While I was poking around at this, Ankit provided a number of tips through the Slack channel and shared his development setup/aliases which utilize a Docker image. I have some of those files in my repository as well now, trying them out – but I don’t have it all worked out for an “easy flow” as yet. Perhaps a topic for a future swift dev diary entry.

I wanted to mention a blog post about Bhargav Gurlanka‘s SwiftPM development workflow, which was also useful. It focused on how to use rsync to replicate data between MacOS and a Virtualbox instance to run testing on both MacOS and Ubuntu/Linux based swift.

One of the more hints I got is to use the build product from bootstrap directly for testing, which can operate in parallel, and hence run faster.

.build/debug/swift-test --parallel

That speeds up a complete test run quite considerably. It improved from 3 minutes 31 seconds to run via bootstrap to 1 minute 51 seconds – and it is a lot less visual output – on my old laptop.

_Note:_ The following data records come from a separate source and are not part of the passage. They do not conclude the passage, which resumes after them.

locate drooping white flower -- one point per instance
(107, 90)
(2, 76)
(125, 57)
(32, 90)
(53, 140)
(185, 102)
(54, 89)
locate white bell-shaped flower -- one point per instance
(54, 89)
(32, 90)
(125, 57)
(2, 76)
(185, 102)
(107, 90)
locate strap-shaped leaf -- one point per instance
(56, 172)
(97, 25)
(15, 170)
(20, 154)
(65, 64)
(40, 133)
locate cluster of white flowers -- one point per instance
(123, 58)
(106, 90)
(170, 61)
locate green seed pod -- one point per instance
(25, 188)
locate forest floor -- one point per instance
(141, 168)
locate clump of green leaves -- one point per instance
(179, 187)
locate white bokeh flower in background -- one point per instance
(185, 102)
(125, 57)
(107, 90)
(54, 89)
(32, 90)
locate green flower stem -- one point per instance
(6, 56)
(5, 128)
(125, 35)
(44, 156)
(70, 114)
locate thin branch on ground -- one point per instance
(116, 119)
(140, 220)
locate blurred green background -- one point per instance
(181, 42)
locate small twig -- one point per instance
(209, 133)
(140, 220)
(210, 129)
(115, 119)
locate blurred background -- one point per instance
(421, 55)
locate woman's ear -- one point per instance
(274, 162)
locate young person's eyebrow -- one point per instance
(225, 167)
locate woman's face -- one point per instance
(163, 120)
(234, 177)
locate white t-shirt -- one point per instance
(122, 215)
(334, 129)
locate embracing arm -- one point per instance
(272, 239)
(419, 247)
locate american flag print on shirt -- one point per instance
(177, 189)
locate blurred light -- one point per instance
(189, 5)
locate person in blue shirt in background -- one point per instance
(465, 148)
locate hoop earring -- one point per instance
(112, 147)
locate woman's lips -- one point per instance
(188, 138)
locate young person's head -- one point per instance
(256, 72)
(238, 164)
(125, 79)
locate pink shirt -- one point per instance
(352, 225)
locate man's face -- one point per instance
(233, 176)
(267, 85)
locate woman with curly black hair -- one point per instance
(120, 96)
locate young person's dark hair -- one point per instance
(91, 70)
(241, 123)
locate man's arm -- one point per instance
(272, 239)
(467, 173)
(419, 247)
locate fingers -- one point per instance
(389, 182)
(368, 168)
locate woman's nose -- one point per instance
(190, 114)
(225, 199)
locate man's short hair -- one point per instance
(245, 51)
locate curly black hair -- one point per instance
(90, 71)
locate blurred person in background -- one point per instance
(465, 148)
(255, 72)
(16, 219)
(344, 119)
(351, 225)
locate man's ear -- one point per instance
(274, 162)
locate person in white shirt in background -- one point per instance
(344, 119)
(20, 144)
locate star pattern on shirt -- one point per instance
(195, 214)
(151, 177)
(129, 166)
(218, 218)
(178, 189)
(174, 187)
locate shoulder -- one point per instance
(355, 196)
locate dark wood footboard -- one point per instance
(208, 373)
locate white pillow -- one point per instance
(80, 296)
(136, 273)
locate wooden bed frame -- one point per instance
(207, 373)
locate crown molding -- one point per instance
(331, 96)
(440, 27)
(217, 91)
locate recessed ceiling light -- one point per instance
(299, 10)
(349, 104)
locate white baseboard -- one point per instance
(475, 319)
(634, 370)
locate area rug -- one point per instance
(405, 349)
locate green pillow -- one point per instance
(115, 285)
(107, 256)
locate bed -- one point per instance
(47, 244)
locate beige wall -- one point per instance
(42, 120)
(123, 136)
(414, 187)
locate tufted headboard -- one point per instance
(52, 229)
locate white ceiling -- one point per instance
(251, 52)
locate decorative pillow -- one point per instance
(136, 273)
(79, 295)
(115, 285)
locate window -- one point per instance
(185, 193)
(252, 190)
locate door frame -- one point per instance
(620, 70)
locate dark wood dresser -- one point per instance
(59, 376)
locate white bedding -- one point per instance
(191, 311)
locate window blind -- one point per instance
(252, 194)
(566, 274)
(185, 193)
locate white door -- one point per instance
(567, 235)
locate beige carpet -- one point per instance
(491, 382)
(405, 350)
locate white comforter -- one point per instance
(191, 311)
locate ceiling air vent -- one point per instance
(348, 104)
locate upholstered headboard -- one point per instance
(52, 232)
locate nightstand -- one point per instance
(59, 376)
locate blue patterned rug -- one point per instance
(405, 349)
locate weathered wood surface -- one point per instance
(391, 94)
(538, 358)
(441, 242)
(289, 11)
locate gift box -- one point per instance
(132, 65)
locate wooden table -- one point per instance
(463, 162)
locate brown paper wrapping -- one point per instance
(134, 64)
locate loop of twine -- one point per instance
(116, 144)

I also found quite a bit of benefit to use swift-test to list the tests and to run a specific test while I was poking at things:

.build/debug/swift-test -l
.build/debug/swift-test -s FunctionalTests.MiscellaneousTestCase/testCanKillSubprocessOnSigInt

Which I was doing a fair bit of while working on digging through the code.

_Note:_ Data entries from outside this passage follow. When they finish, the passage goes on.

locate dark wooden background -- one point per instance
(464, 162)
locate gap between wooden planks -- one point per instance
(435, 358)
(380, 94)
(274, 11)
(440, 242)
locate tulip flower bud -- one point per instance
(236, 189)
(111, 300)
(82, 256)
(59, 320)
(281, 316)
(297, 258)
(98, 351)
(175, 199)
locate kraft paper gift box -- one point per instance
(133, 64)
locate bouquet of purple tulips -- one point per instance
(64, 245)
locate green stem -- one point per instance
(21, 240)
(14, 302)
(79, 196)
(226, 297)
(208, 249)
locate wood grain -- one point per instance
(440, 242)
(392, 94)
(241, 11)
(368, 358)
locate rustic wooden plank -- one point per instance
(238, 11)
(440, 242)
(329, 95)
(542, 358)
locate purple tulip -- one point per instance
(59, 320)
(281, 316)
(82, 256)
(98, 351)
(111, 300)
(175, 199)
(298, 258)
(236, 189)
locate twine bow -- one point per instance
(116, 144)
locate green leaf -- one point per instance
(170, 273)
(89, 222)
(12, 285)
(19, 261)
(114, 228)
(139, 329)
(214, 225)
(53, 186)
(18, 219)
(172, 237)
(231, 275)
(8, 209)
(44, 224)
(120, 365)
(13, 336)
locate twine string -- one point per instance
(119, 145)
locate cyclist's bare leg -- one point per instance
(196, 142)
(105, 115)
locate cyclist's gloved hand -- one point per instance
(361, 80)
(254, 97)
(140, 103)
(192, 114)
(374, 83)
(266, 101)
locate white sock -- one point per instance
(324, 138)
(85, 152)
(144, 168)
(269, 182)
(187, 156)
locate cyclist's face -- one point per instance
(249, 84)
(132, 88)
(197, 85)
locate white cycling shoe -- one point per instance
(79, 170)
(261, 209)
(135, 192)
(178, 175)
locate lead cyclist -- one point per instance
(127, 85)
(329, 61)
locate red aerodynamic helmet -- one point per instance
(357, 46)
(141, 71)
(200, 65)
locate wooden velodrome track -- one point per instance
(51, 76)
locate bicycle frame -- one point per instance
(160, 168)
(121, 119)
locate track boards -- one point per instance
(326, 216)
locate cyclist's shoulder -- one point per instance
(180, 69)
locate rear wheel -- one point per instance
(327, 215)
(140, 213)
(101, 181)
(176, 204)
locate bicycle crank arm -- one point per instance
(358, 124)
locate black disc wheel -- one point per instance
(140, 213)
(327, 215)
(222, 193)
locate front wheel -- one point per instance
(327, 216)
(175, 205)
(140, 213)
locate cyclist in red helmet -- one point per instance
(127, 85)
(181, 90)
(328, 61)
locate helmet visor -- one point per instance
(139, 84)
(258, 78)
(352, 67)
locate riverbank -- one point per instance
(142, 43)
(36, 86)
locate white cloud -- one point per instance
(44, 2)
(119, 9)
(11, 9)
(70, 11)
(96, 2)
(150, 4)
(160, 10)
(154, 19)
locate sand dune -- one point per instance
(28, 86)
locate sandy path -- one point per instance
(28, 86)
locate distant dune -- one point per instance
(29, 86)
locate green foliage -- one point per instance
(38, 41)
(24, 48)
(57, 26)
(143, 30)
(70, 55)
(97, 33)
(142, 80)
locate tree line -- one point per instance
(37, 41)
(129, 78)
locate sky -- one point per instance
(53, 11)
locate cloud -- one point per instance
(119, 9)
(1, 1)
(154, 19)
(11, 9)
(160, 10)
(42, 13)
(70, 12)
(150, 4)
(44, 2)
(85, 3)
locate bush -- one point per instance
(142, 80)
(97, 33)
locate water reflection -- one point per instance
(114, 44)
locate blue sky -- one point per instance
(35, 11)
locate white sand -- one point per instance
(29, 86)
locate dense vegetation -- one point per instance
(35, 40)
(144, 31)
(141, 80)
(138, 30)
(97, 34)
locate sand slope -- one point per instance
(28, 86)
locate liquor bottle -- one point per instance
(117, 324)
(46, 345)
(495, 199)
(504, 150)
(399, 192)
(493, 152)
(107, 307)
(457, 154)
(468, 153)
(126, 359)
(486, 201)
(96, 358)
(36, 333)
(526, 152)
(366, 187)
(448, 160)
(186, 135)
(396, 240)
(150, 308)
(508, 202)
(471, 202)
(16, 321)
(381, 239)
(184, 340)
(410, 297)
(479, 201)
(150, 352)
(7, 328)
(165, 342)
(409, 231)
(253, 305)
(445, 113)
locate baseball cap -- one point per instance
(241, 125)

I haven’t quite got “using Xcode with a swift development toolchain snapshot” really nailed down as yet – I keep running into strange side issues that are hard to diagnose, but it’s definitely possible – I’ve just not been able to make it repeatably consistent.

The notes at https://github.com/apple/swift-package-manager#development are a good starting point, and from there you can use the environment variable “TOOLCHAINS” to let Xcode know to use your snapshot and go from there. The general pattern that I’ve used to date:

  1. download and install a swift development snapshot from https://swift.org/download/#releases
  2. export TOOLCHAINS=swift
  3. Utilities\bootstrap –generate-xcodeproj
  4. open SwiftPM.xcodeproj

and go from there. Xcode uses it’s own locations for build products, so make sure you invoke the build from Xcode “Build for Testing” prior to invoking any tests.

If Xcode was open before you invoked the “export TOOLCHAINS=swift” and then opened the project, you might want to close it and invoke it from the “open” command as I did above – that makes sure the environment variables are present and respected in Xcode while you’re working with the development toolchain.